The ever-discerning Kottke gives us a nice primer on the first confirmed, cautious measurement of gravitational waves, ripples echoing out across the Universe, only approaching a vanishingly small but just detectable undulation from what would seem to be the most violently explosive of events—the dangerous waltz and collision of a black hole and its dance partner.
This kind of carnage of the dance-floor, after indirect sightings and a needful component of the Theory of General Relativity was first proffered a century ago (there’s a nice vintage newspaper clipping at the link above) that although some measure of confidence was withheld and no one knew whether we might have to return to the drawing-board, produced an explosion so powerful as to be felt across space and time by a pair of super-sensitive seismographs. One possible inference of this space-quake is the existence of a heretofore hypothetical massless particle called provisionally the graviton. The particle responsible for imparting mass is thought to have none itself because gravity appears to have an infinite range, and objects tug on each other no matter how far apart.  What do gravitational waves mean to you?  The Universe is bumping us apart and pushing us together with these wave fronts all the time but we cannot experience them as our frame of reference is compressed and expanded to an equal degree.

Thursday 11 February 2016

olympic-class

Messy Nessy Chic furnishes us with an update on the anticipated maiden voyage of the Titanic II in 2018, a meticulous replica of the original announced by an ambitious Australian mining tycoon first back in 2012, on the centenary of the cruise-liner’s tragic sinking. The project has suffered some setbacks, and one does have to wonder about the wisdom or folly of tempting fate and declaiming another unsinkable behemoth, but the berthing and christening are being planned and the attention to detail in below deck is absolutely astounding. Please sure to visit the link for a large gallery of images of the new cabins, dining halls, gymnasia and grand reception area in comparison to the original historic photographs.

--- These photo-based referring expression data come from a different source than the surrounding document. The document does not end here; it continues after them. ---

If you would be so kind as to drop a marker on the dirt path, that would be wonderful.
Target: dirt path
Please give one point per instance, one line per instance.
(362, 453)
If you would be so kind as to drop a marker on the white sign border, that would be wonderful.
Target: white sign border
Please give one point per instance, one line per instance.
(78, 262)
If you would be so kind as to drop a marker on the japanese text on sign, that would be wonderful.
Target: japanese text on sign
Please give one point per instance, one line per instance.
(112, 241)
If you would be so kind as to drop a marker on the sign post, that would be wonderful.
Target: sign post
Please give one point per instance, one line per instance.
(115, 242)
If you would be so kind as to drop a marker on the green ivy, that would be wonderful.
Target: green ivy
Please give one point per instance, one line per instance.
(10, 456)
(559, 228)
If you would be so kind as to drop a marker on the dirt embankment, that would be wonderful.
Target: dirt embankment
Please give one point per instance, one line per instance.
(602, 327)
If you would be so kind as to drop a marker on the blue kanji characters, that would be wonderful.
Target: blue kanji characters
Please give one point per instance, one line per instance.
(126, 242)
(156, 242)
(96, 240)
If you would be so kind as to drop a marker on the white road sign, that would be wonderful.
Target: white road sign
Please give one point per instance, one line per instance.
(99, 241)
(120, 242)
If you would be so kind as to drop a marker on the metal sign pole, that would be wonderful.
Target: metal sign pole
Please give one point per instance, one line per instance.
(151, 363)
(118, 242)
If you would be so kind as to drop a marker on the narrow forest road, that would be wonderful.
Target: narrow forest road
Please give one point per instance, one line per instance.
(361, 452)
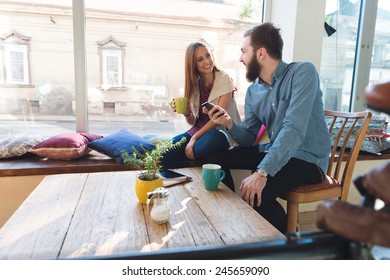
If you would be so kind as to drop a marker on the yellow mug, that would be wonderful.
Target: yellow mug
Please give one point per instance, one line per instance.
(181, 104)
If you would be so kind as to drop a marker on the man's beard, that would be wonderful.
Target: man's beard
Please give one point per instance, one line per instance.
(253, 69)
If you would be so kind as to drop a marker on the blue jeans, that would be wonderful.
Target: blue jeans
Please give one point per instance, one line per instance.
(212, 142)
(295, 172)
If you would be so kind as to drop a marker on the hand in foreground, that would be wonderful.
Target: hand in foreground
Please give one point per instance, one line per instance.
(377, 182)
(252, 186)
(353, 222)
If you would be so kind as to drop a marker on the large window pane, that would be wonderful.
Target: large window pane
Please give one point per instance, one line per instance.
(135, 61)
(380, 63)
(150, 41)
(338, 53)
(36, 67)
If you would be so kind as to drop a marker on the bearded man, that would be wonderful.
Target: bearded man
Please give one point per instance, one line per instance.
(287, 99)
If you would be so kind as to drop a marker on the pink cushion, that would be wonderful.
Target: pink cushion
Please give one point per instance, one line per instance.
(65, 146)
(328, 183)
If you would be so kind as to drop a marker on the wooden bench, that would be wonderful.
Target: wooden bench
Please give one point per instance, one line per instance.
(93, 162)
(35, 165)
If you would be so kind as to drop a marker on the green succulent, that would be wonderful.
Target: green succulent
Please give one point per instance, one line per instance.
(148, 161)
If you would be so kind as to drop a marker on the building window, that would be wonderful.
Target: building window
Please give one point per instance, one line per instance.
(111, 52)
(112, 68)
(16, 59)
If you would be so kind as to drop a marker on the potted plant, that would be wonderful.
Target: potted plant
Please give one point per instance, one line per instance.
(148, 162)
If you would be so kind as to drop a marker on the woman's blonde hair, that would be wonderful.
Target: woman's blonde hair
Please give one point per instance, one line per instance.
(191, 74)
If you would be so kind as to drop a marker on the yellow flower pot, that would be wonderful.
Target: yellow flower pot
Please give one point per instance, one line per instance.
(143, 187)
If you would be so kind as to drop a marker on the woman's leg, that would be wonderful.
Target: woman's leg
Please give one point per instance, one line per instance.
(212, 142)
(295, 172)
(174, 158)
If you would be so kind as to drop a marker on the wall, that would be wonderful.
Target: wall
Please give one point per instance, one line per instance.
(302, 28)
(13, 191)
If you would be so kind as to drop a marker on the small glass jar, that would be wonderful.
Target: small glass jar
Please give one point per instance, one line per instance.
(160, 212)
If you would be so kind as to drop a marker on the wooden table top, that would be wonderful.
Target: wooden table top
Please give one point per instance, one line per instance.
(98, 214)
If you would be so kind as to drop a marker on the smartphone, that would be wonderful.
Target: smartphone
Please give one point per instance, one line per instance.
(209, 106)
(172, 178)
(169, 174)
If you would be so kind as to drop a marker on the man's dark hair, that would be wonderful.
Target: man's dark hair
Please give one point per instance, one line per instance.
(267, 36)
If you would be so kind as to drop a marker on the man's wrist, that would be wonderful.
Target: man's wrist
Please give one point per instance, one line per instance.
(229, 125)
(262, 172)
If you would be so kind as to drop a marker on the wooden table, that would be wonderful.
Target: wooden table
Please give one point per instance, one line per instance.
(95, 214)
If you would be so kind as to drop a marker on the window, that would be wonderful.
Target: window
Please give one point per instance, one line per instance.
(338, 53)
(134, 60)
(16, 58)
(16, 64)
(111, 63)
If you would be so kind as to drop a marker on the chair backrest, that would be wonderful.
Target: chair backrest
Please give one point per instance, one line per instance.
(347, 131)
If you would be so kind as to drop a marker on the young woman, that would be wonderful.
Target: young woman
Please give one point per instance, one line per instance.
(204, 81)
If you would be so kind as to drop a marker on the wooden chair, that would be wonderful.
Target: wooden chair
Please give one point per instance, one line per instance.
(347, 131)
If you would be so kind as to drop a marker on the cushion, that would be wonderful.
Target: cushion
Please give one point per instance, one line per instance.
(122, 141)
(65, 146)
(155, 139)
(17, 146)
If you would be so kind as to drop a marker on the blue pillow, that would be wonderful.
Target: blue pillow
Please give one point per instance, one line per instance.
(114, 144)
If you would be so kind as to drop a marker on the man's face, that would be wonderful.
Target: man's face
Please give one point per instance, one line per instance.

the island of doctor moreau or domestic-partnerships

Though I am no advocate for animal-testing nor place any stock on the pharmaceutical industry to regulate itself, perhaps the fear that a governing counsel in the UK might grant geneticists a purchase to explore hybridisation of beast and man may be misguided. The notion that animals might be breed as spare-parts or we might find ourselves in an awful transmigatory situation where a human soul might be trapped in the body of another species—or an animal’s mind in a person’s form.
It might be—however, a necessity that a single panel is convened to review proposals on a case-by-case basis and issue a verdict, as any codex would be insufficient to cover all the possibilities that are quickly growing and escape the peerage of science and ethics altogether. Proponents and sceptics alike concede life-saving advances have been won from animal-testing, though important questions remain regarding the efficacy and alternative routes that might have yielded the same benefits for mankind. Not to equate genetic-modification and the creation of chimera to the practise of husbandry, crop-cultivation or even natural selection (I think this argument is a thin and perhaps a lazy one), but our domestic familiars have been with us for a long time. Farming is an incubator for some of our most dire diseases but has also led to some redemptive advances, and it would behove one frightened by the headlines to remember that it was by the observation that milkmaids—having acquired a mild case of cow-pox, were somehow resistant to small-pox, and thus poising physicians for formulating the Germ Theory and the concept of vaccination (from the Latin for cow, vaca) and immunisation with antibodies eventually culled in chicken eggs. Insulin to treat diabetes was first isolated when doctors extracted a certain hormone that calves produced and tried injecting it in themselves and observed the effects on blood-sugar. What do you think? Is a counsel of experts superior to reactionary legislation or by this legal breach, are we just conceding any control in the face of progress?